The Big Data Pandemic by Ken Roberts, CEO of Forethought is an interesting and thought provoking read. The article sets the stage by predicting that big data will explode at an alarming rate (projected growth in 2013 was $18.1 Billion USD) and completely negate the need for Small Data such as hypothesis, surveys and sampling. Anyone working in Small Data, on reading that, would have pricked up their ears and exclaimed “hang on a minute”, which is precisely the path that Robert’s then takes by offering the other side to the argument and concluding that the jury is still out as to whether Big Data will outperform Small Data.
Although there are many advocates for big data and its contribution to the marketing environment, issues with stability and integrity of data as well as basing decisions purely on clusters of behaviors without understand what is driving things has left opinions somewhat divided. Couple that with the inability of business in general to actually implement Big Data programs, (many can’t even get to grips with Small Data so how can they be expected to embrace Big Data) we are probably still a long way from this making a significant impact, or change to, business as usual approaches.
As many of you know, I’m a huge advocate of Big Data. I’m totally fascinated by what information you can gain by using it and I think it can provide valuable insights in to identifying “what” is happening.
At the Bureau of Meteorology we use Big Data and Computer Models to provide weather forecasts.
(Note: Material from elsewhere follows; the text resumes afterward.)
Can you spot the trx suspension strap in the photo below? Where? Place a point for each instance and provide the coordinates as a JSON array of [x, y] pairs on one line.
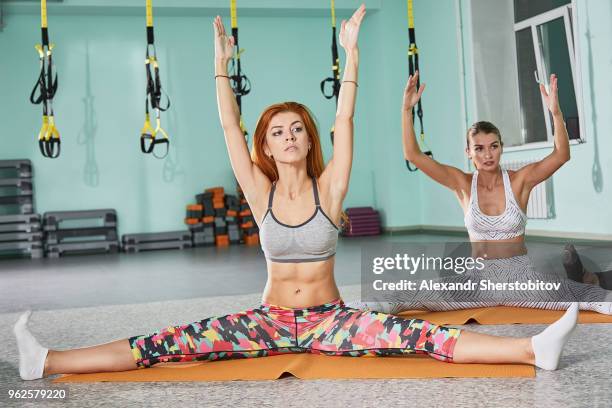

The Big Data generated by our observation networks coupled with the predictive analysis data from computer modeling can tell us with a high degree of certainty exactly what is happening, when it is happening and where it is happening. What it doesn’t necessarily do though is tell us “why” it is happening. For that we default back to our forecasters and observers on the ground to analyze what the models are outputting to help explain the “why”. In simple terms what I am talking about here is quantitative and qualitative data.
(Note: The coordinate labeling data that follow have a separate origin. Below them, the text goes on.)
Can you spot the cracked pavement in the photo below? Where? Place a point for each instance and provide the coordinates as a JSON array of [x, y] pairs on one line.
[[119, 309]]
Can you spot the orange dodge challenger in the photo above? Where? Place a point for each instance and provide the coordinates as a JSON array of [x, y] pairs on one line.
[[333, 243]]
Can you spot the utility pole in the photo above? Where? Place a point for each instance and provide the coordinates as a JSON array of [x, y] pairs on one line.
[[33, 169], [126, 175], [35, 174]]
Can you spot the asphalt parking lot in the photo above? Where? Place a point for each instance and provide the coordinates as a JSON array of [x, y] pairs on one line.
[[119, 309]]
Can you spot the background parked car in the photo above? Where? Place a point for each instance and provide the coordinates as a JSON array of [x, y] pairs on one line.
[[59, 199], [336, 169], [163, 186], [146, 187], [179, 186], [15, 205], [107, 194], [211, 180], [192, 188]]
In the retail environment it is equally as complex. Big Data may well be able to provide valuable information on what people are buying and where they are buying it from, future trends etc. but is it really able to accurately predict how people feel about what they purchase, the decision making process they went through, whether they were happy with their purchase and would do it again? In an article by Chris Anderson in 2008 he argues that the why people do something or how they feel about it isn’t really that important as long as they do it, he is certainly more convinced with that than I am.
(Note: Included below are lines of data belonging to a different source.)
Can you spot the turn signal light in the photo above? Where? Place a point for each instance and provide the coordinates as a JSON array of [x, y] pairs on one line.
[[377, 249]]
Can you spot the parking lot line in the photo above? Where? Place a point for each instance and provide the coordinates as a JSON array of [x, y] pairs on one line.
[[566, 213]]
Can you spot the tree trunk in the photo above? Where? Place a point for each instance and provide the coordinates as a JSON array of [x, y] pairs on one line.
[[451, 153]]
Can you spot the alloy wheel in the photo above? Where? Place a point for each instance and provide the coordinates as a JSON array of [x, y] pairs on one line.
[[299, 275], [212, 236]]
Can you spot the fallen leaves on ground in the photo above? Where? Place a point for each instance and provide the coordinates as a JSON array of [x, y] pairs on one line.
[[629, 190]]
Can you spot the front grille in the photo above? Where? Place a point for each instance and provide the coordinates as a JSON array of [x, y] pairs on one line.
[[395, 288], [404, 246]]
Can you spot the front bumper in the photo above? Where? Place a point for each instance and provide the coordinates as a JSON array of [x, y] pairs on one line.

And that was my key take away from the Robert’s article. Big Data can be a great resource of qualitative data, but would you really want to leave it all in the hands of computer models and artificial intelligence and then base your most important business decisions on just that?
To obtain a really good understanding, I think it’s still important to qualify those results by understanding the “why” and for that, you need some human intervention. As Robert’s notes “perhaps it is not about big data versus small data but rather, big data and small data combining to produce synergistic insight.
My money is on Roberts. What do you think?